Solo la Madonna a questo punto potrà davvero salvare dall’attenzione dei magistrati siciliani, a Messina, il deputato regionale Cateno De Luca. Che è finito agli arresti domiciliari per evasione fiscale prima ancora della proclamazione della sua elezione. Ma al secondo giorno della sua detenzione a casa, scortato dai Carabinieri, egli ha potuto andare a godersi in tribunale lo spettacolo della propria assoluzione dalle accuse di tentata concussione, abuso d’ufficio e falso in atto pubblico nel quindicesimo dei processi subiti in soli sette anni, e tutti conclusi a proprio favore.

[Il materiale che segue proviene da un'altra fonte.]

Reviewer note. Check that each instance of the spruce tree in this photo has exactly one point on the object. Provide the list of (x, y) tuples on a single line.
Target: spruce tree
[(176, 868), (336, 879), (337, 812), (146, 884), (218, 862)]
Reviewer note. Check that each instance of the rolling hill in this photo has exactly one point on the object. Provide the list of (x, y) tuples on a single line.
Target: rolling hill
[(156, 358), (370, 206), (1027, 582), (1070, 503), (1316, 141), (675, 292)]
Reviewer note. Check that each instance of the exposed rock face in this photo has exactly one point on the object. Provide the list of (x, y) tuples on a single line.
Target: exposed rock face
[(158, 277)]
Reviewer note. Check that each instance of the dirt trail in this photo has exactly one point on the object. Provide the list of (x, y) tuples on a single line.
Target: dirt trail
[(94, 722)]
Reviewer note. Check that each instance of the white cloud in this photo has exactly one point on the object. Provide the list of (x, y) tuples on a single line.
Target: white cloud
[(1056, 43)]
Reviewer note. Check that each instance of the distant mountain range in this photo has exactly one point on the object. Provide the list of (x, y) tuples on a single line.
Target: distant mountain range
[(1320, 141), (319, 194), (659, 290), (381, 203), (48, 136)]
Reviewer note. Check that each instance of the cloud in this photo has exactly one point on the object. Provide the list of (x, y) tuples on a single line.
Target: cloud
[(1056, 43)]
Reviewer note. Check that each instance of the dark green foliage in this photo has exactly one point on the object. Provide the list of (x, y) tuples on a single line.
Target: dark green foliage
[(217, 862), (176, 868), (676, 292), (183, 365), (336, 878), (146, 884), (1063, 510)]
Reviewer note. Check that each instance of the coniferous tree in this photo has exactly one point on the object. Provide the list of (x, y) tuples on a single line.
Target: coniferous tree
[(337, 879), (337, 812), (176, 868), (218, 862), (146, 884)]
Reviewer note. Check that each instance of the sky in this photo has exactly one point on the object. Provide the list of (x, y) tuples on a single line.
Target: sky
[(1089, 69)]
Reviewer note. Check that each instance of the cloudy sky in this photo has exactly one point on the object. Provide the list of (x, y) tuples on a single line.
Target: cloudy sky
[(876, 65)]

Curiosamente, direi pure scandalosamente, questa notizia è stata allontanata dalle prime pagine di tutti i giornaloni, spesisi al solito in titoloni di sarcasmo e di condanna all’annuncio dell’arresto del malcapitato dopo l’elezione a deputato regionale nelle liste dell’Udc, e nella coalizione di centrodestra guidata dal neo governatore regionale Nello Musumeci.
Eppure questa storia di Cateno De Luca dovrebbe bastare e avanzare per farsi ancora una volta l’idea di che cosa sia ormai l’amministrazione della giustizia, con la minuscola, in questo sventurato Paese. Essa potrebbe e dovrebbe anche aiutare a capire perché, al netto della solerzia dei gazzettieri delle Procure, che o per sadismo o per uso politico della cronaca giudiziaria scommettono sempre sulle manette, mai sull’assoluzione o solo sul dubbio, i magistrati hanno perduto progressivamente la fiducia dei cittadini. E, più in particolare, degli elettori. Che nelle urne, a parte gli spettatori di Beppe Grillo, non si lasciano incantare da avvisi di garanzia, arresti, condanne e quant’altro.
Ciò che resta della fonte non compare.